In short, (1) we don’t really know yet, and (2) it will be much worse than the flu if we all get sick at the same time. In order to estimate the proportion of people who die from COVID-19—its case fatality rate—we must first be able to estimate the total number of cases. This estimation has proven difficult. Tests are limited in most places, less severe cases tend to go un-noticed, and so many of the parameters we typically use to estimate the true number remain in question (or may even be evolving). The number of people who die will also depend on quality and availability of supportive care. The percentage of severe cases requiring weeks of care in an intensive care unit bed (which could be on the order of 5–10 percent of cases) is more worrying than current estimates of the case fatality rate. Because everyone is essentially susceptible and we’re all being exposed at essentially the same time, the number of people with severe cases at any one time could be on par with the flu pandemic of 1918, which infected a third of the world’s population and killed an estimated 50 million by 1921. Where hospitals are stretched past their capacity, the case fatality rate will rise. Hard choices will be made to turn resources towards the cases with the highest probability of survival. The
best estimates we have at the moment come from China, where the case fatality rate was about 1 percent when both testing and care were more available (which is 10 times worse than seasonal flu) and as high as 12 percent when the system was overwhelmed.

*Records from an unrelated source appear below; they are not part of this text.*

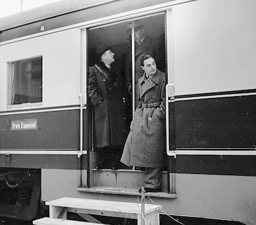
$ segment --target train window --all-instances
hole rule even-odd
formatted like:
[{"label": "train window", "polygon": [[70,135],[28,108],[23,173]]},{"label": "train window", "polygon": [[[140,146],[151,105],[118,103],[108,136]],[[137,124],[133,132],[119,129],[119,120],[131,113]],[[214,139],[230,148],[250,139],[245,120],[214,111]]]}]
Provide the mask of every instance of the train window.
[{"label": "train window", "polygon": [[9,105],[42,102],[42,57],[9,63]]}]

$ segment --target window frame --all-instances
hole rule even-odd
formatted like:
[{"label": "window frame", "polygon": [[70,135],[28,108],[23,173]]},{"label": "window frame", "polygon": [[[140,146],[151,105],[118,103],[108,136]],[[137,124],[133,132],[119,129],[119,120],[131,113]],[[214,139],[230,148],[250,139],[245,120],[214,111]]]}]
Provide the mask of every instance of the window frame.
[{"label": "window frame", "polygon": [[[17,104],[12,104],[11,99],[12,94],[12,65],[14,63],[34,59],[41,58],[41,100],[38,102],[24,102],[20,103]],[[34,106],[40,106],[43,105],[43,55],[34,55],[30,57],[19,59],[12,61],[7,62],[7,108],[23,108],[26,107],[34,107]]]}]

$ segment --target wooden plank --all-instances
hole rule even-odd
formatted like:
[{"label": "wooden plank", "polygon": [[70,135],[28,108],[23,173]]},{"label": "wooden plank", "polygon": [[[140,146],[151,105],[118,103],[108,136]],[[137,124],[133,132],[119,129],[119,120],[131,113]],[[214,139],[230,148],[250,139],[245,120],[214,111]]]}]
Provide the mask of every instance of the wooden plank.
[{"label": "wooden plank", "polygon": [[[145,219],[146,219],[146,222],[144,223],[144,224],[157,225],[157,224],[160,224],[160,219],[159,219],[159,214],[157,212],[153,212],[147,215],[145,215]],[[142,218],[142,216],[141,215],[138,215],[137,225],[143,224],[142,223],[142,219],[143,219],[143,218]]]},{"label": "wooden plank", "polygon": [[[43,218],[34,220],[33,224],[35,225],[99,225],[98,223],[76,221],[74,220],[49,218]],[[106,225],[106,224],[105,224]]]},{"label": "wooden plank", "polygon": [[[132,202],[66,197],[46,202],[46,205],[70,208],[88,209],[95,212],[104,211],[106,214],[110,212],[141,214],[140,204]],[[161,208],[161,205],[159,205],[145,204],[145,214],[158,211]],[[88,213],[88,214],[94,213]]]},{"label": "wooden plank", "polygon": [[54,218],[67,219],[67,209],[62,207],[49,207],[49,217]]}]

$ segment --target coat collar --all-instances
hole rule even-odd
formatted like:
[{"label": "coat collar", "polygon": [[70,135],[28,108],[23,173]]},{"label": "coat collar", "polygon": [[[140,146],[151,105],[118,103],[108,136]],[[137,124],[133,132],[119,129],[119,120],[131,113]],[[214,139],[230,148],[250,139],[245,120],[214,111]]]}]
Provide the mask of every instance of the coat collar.
[{"label": "coat collar", "polygon": [[111,86],[116,86],[119,79],[119,70],[116,68],[111,67],[111,69],[109,70],[102,62],[94,64],[94,66],[103,76],[108,79]]},{"label": "coat collar", "polygon": [[[138,81],[140,97],[142,97],[143,95],[149,89],[158,84],[159,80],[160,79],[160,71],[156,70],[156,73],[155,73],[151,77],[149,77],[147,79],[148,80],[146,79],[145,73],[143,73],[143,76]],[[144,85],[142,85],[144,83]]]},{"label": "coat collar", "polygon": [[140,46],[136,45],[135,56],[139,55],[140,53],[143,52],[145,49],[148,49],[151,46],[151,38],[148,37],[147,36],[145,36],[144,39],[140,44]]}]

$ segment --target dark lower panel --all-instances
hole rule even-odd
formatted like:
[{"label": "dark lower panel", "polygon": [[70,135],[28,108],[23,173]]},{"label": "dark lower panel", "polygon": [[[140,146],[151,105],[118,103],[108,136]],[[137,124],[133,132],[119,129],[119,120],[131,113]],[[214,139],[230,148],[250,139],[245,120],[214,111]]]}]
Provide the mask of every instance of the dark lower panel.
[{"label": "dark lower panel", "polygon": [[175,102],[177,148],[254,148],[256,96]]},{"label": "dark lower panel", "polygon": [[75,155],[1,155],[1,167],[15,168],[51,168],[86,170],[87,156]]},{"label": "dark lower panel", "polygon": [[177,155],[169,160],[171,173],[256,176],[256,156]]},{"label": "dark lower panel", "polygon": [[195,217],[179,216],[160,214],[161,225],[242,225],[244,224],[231,221],[200,218]]}]

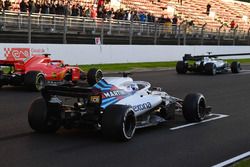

5. Are we close to finding a treatment or vaccine?
A treatment? Maybe. A vaccine? Not yet. The World Health Organization has just launched a multinational study into repurposing four different treatments (currently used to treat other unrelated infectious diseases). Among these is the widely touted antimalarial drug, chloroquine. Although one initial study on its efficacy (also in combination with the antibiotic azithromycin) was certainly promising, there are a number of reasons to remain cautious: It was conducted on a very small number of patients, rushed through a questionable review process, did not have truly random control patients, and excluded patients who developed severe symptoms. In addition, a properly controlled Chinese study found no effect. As for a vaccine, there is one that has begun human trials (in Seattle, and soon in Atlanta), but the director of the National Institute of Allergy and Infectious Diseases, Anthony Fauci, has been quoted as warning that mass deployment of a vaccine would not happen until human safety and efficacy studies had been completed, which should take 12 to 18 months.
Editor's note: Research about COVID-19 is developing quickly. Information included here is the best available knowledge on the date of publication and will not be updated in this post as the research evolves. We will continue to cover COVID-19 in future magazine content, and you can search on our site for our most recent coverage.